Department of Automation, University of Science and Technology of China, Hefei, People's Republic of China.
School of Cyber Science and Technology, University of Science and Technology of China, Hefei, People's Republic of China.
Phys Med Biol. 2024 Feb 5;69(4). doi: 10.1088/1361-6560/ad2013.
Recent developments in x-ray image based pulmonary nodule detection have achieved remarkable results. However, existing methods are focused on transferring off-the-shelf coarse-grained classification models and fine-grained detection models rather than developing a dedicated framework optimized for nodule detection. In this paper, we propose PN-DetX, which as we know is the first dedicated pulmonary nodule detection framework. PN-DetX incorporates feature fusion and self-attention into x-ray based pulmonary nodule detection tasks, achieving improved detection performance. Specifically, PN-DetX adopts CSPDarknet backbone to extract features, and utilizes feature augmentation module to fuse features from different levels followed by context aggregation module to aggregate semantic information. To evaluate the efficacy of our method, we collect arge-scaleulmonaryduleetection dataset,, comprising 2954 x-ray images along with expert-annotated ground truths. As we know, this is the first large-scale chest x-ray pulmonary nodule detection dataset. Experiments demonstrates that our method outperforms baseline by 3.8% mAP and 5.1%. The generality of our approach is also evaluated on the publicly available dataset NODE21. We aspire for our method to serve as an inspiration for future research in the field of pulmonary nodule detection. The dataset and codes will be made in public.

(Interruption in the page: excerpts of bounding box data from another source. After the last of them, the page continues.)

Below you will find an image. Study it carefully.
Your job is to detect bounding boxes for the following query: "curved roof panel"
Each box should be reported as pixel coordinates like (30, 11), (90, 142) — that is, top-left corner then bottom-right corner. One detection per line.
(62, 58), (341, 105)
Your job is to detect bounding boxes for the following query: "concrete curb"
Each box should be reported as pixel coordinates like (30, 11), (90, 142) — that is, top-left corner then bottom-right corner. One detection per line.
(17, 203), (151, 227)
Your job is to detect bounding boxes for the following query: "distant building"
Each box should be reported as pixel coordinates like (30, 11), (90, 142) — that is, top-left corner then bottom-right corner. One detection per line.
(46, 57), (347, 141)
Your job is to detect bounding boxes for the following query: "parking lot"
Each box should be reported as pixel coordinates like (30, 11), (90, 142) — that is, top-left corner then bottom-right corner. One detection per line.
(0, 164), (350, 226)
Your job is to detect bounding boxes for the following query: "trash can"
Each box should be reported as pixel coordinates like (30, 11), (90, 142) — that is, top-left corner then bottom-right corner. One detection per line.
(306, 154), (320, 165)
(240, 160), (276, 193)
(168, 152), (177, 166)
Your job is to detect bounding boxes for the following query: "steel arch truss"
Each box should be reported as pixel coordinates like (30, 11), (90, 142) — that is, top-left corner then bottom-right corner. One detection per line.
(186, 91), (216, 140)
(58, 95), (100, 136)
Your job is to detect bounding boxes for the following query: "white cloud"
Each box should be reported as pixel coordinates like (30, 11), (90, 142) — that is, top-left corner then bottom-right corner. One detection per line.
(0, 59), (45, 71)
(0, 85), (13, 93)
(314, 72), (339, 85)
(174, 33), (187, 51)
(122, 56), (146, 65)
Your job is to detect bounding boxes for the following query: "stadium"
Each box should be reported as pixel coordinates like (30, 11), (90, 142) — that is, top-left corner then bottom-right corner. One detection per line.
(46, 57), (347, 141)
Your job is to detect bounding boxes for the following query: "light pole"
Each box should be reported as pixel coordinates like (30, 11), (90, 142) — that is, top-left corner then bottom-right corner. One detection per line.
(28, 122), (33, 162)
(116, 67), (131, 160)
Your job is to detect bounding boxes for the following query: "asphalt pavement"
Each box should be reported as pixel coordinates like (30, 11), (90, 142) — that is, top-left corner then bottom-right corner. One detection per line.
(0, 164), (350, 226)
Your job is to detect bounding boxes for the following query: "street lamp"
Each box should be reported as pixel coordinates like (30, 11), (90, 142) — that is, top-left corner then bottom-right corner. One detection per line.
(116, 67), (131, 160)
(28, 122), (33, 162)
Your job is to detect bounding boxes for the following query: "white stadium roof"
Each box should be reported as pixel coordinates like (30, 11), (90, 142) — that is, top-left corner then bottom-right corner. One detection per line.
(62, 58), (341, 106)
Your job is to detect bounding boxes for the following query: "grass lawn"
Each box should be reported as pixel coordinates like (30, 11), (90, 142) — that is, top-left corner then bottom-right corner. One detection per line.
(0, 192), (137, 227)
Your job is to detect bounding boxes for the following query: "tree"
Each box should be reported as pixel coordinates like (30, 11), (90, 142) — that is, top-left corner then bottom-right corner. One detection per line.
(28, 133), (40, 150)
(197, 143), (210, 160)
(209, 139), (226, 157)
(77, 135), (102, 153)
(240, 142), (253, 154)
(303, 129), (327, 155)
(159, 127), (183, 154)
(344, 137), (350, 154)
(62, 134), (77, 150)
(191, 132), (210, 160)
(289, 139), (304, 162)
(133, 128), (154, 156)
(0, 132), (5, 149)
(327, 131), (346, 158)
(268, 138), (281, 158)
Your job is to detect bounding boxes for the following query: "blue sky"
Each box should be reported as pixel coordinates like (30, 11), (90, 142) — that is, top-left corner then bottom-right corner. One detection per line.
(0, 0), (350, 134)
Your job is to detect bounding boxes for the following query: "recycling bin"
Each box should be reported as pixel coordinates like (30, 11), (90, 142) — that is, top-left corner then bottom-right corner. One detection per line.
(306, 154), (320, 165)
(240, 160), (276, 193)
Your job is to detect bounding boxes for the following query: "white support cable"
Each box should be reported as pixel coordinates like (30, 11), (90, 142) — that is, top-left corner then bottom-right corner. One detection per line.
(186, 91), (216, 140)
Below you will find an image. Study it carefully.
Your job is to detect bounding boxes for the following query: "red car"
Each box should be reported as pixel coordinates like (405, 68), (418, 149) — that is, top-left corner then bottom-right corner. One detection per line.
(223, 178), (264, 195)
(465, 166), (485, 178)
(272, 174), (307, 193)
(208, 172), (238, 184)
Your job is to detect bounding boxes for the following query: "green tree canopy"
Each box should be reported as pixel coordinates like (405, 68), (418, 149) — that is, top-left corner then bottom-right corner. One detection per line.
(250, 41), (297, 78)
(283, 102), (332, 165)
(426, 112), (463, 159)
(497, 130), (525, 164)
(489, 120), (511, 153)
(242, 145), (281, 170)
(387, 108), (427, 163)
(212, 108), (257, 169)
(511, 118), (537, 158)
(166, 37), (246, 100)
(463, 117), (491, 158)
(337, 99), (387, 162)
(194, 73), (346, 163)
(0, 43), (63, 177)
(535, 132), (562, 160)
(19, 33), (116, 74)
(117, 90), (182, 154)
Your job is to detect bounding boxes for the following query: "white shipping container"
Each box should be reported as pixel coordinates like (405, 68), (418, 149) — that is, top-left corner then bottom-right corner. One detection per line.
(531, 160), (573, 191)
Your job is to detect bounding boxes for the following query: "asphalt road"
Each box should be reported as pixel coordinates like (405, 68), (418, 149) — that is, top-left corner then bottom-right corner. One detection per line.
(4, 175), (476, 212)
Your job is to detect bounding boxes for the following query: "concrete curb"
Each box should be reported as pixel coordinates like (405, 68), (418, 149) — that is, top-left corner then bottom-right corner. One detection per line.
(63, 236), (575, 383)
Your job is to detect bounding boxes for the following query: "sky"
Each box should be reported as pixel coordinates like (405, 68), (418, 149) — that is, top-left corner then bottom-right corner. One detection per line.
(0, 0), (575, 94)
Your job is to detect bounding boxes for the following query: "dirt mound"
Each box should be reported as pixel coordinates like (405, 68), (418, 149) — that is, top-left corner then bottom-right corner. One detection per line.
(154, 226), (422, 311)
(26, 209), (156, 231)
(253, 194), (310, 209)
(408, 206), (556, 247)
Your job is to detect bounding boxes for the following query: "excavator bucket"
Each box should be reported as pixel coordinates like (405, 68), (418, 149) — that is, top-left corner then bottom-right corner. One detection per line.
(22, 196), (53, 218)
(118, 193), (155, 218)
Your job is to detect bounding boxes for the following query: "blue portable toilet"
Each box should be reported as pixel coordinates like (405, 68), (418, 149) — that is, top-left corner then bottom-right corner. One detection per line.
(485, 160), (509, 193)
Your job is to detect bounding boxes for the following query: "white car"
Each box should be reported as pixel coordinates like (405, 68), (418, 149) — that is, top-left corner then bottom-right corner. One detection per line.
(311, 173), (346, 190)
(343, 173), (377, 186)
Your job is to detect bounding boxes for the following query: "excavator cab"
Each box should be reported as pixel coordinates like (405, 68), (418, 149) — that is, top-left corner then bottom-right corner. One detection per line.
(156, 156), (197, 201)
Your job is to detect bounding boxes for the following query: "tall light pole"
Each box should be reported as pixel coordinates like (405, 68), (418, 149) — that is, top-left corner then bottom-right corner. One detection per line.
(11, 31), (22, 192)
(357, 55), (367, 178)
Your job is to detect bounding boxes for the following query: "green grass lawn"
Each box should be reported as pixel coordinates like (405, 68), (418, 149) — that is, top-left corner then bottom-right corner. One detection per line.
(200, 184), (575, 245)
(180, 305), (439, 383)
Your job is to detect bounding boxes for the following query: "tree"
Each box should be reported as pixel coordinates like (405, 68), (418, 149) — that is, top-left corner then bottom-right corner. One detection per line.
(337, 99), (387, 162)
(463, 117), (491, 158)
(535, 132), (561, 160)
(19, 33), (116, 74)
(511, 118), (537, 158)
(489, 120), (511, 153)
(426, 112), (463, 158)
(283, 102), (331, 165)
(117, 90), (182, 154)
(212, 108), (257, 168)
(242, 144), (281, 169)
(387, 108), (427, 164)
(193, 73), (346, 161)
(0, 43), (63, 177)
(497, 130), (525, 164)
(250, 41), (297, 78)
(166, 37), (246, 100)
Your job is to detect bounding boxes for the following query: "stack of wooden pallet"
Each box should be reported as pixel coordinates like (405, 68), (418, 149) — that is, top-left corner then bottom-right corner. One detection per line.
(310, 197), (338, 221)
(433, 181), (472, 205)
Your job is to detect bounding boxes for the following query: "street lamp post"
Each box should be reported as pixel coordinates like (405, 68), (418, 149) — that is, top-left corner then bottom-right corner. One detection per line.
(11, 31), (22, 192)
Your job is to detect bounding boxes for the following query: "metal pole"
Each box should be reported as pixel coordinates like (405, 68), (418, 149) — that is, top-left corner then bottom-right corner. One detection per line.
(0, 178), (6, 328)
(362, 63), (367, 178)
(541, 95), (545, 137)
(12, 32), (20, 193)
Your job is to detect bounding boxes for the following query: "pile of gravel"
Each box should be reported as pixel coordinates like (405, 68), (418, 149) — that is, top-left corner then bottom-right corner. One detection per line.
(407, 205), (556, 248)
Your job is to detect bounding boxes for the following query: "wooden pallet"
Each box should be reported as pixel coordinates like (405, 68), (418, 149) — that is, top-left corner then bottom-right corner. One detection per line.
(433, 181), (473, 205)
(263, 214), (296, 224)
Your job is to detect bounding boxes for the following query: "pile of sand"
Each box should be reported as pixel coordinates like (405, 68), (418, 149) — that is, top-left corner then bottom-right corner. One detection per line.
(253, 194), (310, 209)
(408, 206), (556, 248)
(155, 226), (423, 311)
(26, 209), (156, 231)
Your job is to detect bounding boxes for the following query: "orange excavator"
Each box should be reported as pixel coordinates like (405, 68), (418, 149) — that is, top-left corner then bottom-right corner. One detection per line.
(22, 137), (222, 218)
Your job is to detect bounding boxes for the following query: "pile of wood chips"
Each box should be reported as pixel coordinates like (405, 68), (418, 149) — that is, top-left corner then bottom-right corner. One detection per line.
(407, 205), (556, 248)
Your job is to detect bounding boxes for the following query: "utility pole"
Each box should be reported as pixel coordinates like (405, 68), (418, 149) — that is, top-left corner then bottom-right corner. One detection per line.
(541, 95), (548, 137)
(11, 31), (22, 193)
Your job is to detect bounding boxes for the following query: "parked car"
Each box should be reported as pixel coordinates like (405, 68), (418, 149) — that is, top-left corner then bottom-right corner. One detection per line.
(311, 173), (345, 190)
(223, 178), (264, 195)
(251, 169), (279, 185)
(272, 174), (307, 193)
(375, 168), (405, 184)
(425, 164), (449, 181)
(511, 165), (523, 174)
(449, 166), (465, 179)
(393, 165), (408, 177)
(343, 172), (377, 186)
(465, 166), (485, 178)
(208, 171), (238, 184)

基于 X 射线图像的肺结节检测的最新进展已经取得了显著的成果。然而,现有的方法主要集中在转移现成的粗粒度分类模型和细粒度检测模型,而不是开发专门针对结节检测的优化框架。在本文中,我们提出了 PN-DetX,据我们所知,这是第一个专门用于肺结节检测的框架。PN-DetX 将特征融合和自注意力纳入基于 X 射线的肺结节检测任务中,实现了更好的检测性能。具体来说,PN-DetX 采用 CSPDarknet 骨干网络提取特征,并利用特征增强模块融合来自不同层次的特征,然后利用上下文聚合模块聚合语义信息。为了评估我们方法的效果,我们收集了一个大规模的肺结节检测数据集,包含 2954 张 X 射线图像和专家标注的地面真实数据。据我们所知,这是第一个大规模的胸部 X 射线肺结节检测数据集。实验表明,我们的方法在 mAP 和 5.1%的指标上比基线提高了 3.8%。我们还在公开数据集 NODE21 上评估了我们方法的通用性。我们希望我们的方法能够为肺结节检测领域的未来研究提供灵感。数据集和代码将公开发布。